O documento resume o projeto de internacionalização levado a cabo desde 2020 pela SCG, lembrando que a sua constituição foi autorizada pela tutela como sociedade unipessoal por quotas, “de modo a limitar a responsabilidade jurídica e patrimonial da SCML face ao projeto”. No entanto, imputa ao ex-administrador a inclusão de “cláusulas abusivas” no acordo de exercício do mandato de gerente, como uma remuneração mensal de cerca de seis mil euros e senhas de presença de mil euros nas reuniões do conselho de gerência.
Considerando que as decisões do ex-gerente “parecem ir ao encontro de meros benefícios pessoais”, as instituições responsabilizam Francisco Pessoa e Costa pela “rede de empresas constituídas sem qualquer fundamento”, bem como pela escolha de parceiros alegadamente sem idoneidade, indicando um conjunto de irregularidades na SCG, na SCG Brasil, na SCG Brasil Participações, na MCE, na Santa Casa Capitalização ou na Ainima Holdings, entre outras.
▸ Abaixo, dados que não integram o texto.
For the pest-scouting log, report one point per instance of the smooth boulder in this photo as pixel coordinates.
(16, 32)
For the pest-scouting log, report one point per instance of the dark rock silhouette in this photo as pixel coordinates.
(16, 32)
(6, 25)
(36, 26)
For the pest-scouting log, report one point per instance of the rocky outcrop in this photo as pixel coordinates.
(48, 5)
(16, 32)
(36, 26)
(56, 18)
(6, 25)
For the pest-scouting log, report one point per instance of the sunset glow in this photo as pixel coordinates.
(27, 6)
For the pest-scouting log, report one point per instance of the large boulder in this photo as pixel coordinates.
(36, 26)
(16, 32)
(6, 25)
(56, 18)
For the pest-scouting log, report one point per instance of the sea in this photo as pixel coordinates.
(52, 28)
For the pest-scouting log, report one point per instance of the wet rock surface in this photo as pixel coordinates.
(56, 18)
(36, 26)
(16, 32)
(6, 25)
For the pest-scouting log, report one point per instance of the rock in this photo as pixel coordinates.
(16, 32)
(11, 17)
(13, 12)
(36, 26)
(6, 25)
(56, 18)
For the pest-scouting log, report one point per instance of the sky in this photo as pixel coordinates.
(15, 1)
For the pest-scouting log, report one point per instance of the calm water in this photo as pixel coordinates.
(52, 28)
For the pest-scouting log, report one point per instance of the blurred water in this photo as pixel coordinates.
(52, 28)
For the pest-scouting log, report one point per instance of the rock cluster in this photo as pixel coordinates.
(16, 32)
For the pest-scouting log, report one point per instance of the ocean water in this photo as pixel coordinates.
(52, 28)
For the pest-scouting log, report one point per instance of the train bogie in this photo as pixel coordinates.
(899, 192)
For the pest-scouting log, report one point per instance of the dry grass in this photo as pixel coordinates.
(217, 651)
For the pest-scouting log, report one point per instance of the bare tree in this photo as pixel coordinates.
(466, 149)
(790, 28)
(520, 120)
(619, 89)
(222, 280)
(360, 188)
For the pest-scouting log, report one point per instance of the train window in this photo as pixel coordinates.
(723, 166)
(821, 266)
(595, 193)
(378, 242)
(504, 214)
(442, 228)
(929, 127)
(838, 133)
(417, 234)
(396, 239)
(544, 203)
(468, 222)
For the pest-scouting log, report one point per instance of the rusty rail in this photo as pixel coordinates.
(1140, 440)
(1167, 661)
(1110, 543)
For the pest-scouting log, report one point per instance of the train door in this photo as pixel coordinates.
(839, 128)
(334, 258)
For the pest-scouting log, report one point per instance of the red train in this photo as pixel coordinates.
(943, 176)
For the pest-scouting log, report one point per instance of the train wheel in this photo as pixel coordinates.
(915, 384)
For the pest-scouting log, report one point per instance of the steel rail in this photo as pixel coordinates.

Entre as irregularidades apontadas estão a aprovação de regulamentos de subsídios de deslocação e despesas de representação, incumprimento nos deveres de diligência sobre terceiros, realização de investimentos de risco elevado – contrariamente ao definido pela tutela -, transferências bancárias para entidades sem documentos que expliquem a prestação de serviços ou inexistência de livros de atas de órgãos sociais, etc.
Argumentam ainda que o ex-administrador levou a SCML a injetar dinheiro na SCG, sendo que esses capitais “não tinham qualquer garantia de retorno” e que os mesmos foram para “transferências e investimentos sem qualquer zelo, lealdade e cuidado”.
Acusam também Francisco Pessoa e Costa – que foi ouvido na semana passada no parlamento sobre a situação financeira da SCML e o negócio da internacionalização – de ter supostamente omitido informações relevantes às entidades, imputando-lhe “violação do dever de diligência por manifesta displicência”, uma “incapacidade profissional para o cargo” e ainda “flagrante descuido em relação à sustentabilidade patrimonial da sociedade”.
Embora apontem uma atuação “em conluio com os demais gerentes” (Edmundo Martinho e Ricardo Gonçalves) e a previsão legal de uma “responsabilidade solidária (…) pelos danos causados”, as duas instituições defendem ser “absolutamente legítimo assacar de um só dos agentes [neste caso Francisco Pessoa e Costa] a totalidade dos prejuízos” decorrentes desta “‘aventura financeira’”.
A contestação conclui que “tudo isto, agora, evidencia uma estratégia concertada entre Edmundo Martinho, Ricardo Gonçalves e o Autor, que, abusando da confiança que lhes era depositada, com o intuito de obter ganhos para si em detrimento dos interesses sociais e da sócia única [SCML], delinearam um plano ruinoso”, notando que o ex-administrador se serviu de “526 anos de história e trabalho a favor da comunidade”.